Il y décédera brutalement dans un accident de voiture après avoir mené une campagne contre la corruption. Chuka Umunna a alors 13 ans. Il fera de cette histoire terrible une force: "cela m’a appris à grandir plus vite"explique-t-il dans une interview à The Independent.

Contrairement à bon nombre de politiciens anglais, il ne fait pas ses études à Oxford mais à Manchester, où il obtient un diplôme de droit. "Dieu merci je ne suis pas allé à Oxford, je n’y aurais pas été heureux. Je suis allé à Manchester et j'ai adoré chaque minute que j’y ai passée", confie-t-il. C’est dans cette période étudiante qu’il adhère au Parti travailliste.

En 2002, fraîchement diplômé, Chuka Umunna va commencer une carrière d’avocat à la City. En parallèle, il écrit des articles économiques pour de grands journaux britanniques comme le Financial Times ou The Guardian

L’affaire Barclays

Il se présente aux élections législatives de 2010 sous l’étiquette Labour Party à Streatham, le quartier qui l’a vu grandir dans le sud de Londres. Un poste de député qu’il remporte avec brio et qui le mène à la Chambre des Communes du Parlement britannique. Il n’hésite pas à monter au front pour apostropher les députés et secrétaires d’Etat les plus prestigieux du camp conservateur, ainsi que les grands industriels et banquiers du Royaume.

En janvier 2011, il réalise son principal fait d’arme. Alors qu’il siège à la commission des Finances du Parlement, il est chargé d’interroger le directeur général de la banque Barclay, Bob Diamond. Il lui fait admettre que le groupe Barclay dispose de plus de 300 filiales offshore dans des paradis fiscaux, qui ont permis à la banque de se livrer à une vaste opération d’évasion fiscale en 2009, ne payant ainsi qu’une infime partie de l’impôt sur les société (équivalente à 1% des 12 milliards de livres sterling de bénéfices réalisés par l’établissement bancaire). Le scandale est retentissant au Royaume-Uni et Chuka Umunna devient la coqueluche des médias et du public, qui louent sa pugnacité.

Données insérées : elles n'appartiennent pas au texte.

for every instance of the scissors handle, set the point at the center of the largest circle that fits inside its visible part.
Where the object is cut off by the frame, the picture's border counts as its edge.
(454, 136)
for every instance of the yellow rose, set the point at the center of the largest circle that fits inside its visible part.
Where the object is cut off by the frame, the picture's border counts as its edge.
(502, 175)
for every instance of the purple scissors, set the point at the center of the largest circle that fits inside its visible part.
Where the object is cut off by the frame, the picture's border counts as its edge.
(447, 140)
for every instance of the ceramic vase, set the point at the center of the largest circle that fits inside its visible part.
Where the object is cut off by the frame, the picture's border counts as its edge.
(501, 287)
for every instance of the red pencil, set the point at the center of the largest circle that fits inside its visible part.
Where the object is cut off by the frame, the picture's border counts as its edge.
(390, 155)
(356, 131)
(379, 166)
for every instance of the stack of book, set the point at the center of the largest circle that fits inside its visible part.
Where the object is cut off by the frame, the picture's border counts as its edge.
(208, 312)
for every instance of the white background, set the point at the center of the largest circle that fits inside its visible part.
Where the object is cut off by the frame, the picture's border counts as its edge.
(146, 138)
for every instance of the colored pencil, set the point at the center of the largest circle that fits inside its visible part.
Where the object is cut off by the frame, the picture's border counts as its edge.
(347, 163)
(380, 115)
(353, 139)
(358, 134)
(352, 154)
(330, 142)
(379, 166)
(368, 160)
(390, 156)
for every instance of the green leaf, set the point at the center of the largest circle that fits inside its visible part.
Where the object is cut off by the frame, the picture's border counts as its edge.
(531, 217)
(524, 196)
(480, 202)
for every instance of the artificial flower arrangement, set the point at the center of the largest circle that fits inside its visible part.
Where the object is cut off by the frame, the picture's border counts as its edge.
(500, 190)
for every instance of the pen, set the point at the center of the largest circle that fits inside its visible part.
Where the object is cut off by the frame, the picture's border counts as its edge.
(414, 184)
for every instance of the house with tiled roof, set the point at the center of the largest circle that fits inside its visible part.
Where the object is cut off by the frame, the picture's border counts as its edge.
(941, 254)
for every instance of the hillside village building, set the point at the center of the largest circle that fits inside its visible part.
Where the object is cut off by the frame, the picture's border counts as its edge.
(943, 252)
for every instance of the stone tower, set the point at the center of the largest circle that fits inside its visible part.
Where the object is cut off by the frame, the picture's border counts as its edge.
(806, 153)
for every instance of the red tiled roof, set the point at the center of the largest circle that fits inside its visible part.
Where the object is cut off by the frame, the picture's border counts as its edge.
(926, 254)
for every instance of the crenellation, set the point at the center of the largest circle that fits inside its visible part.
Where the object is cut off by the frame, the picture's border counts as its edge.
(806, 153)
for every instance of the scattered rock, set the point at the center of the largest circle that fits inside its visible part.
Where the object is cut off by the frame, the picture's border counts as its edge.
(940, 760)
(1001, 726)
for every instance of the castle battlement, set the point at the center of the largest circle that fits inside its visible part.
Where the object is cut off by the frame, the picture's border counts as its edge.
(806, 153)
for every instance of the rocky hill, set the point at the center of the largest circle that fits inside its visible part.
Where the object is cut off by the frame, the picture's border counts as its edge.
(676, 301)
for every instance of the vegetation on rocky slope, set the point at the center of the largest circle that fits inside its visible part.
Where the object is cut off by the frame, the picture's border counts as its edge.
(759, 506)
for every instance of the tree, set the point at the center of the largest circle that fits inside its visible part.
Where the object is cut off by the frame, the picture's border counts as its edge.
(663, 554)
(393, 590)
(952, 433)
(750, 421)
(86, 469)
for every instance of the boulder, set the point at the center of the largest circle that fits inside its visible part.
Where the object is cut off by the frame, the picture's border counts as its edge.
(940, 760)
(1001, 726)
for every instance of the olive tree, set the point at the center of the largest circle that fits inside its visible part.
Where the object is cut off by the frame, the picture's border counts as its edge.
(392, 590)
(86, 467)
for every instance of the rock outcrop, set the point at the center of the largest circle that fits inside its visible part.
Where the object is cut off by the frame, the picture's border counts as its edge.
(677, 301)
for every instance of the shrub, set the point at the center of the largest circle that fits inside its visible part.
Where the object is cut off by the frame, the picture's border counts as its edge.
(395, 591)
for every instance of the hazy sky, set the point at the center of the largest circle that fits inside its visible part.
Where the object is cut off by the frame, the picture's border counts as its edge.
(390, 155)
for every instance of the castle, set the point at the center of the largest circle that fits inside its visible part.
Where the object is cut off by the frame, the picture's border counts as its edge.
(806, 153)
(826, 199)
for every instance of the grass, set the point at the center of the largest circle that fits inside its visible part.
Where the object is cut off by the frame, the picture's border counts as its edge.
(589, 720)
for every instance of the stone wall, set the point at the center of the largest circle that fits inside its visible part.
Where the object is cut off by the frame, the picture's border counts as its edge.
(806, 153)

Depuis sa nomination au poste de secrétaire du Commerce du cabinet fantôme, il est encore plus sous le feu des projecteurs. Umunna y fait d’ailleurs montre de sa qualité de conciliation. Pourtant partisan de la hausse des impôts pour les classes les plus riches, il a su s’attirer la sympathie du patronat, de par son expérience à la City et par sa capacité de consensus. 

La presse britannique, et notamment le très conservateur magazine Total Politics, n’a pas tardé à le surnommer "le Barack Obama britannique" en raison de ses origines africaines, de son élégance et de son talent. Une image qu’il ne souhaite pas dissiper si l’on en juge par cette déclaration: "je ne serais pas surpris de voir un Premier ministre noir de mon vivant".

Une notoriété qui fait grincer quelques dents. Il est devenu l’homme à abattre pour le Parti conservateur, qui tire à boulets rouges sur celui qu’il considère comme "une imposture médiatique sans programme politique". 

Chuka Umunna, lui-même, se décrit comme un "social-démocrate pro-européen". Dans son propre camp, sa réussite fulgurante lui attire quelques antagonismes, on lui reproche de faire passer ses propres intérêts avant ceux de son parti. Récemment, il a secoué le cocotier au sein de son parti en affirmant que les ouvriers britanniques étaient moins productifs que les ouvriers français, ce qui n'a pas plu à tout le monde.

Pour autant, à l’approche des élections générales de mai prochain, le Labour ne peut se passer d’un Chuka Umunna populaire parmi toutes les classes sociales britanniques et qui incarne, comme Tony Blair avant lui, le souffle du renouvellement politique du Royaume-Uni.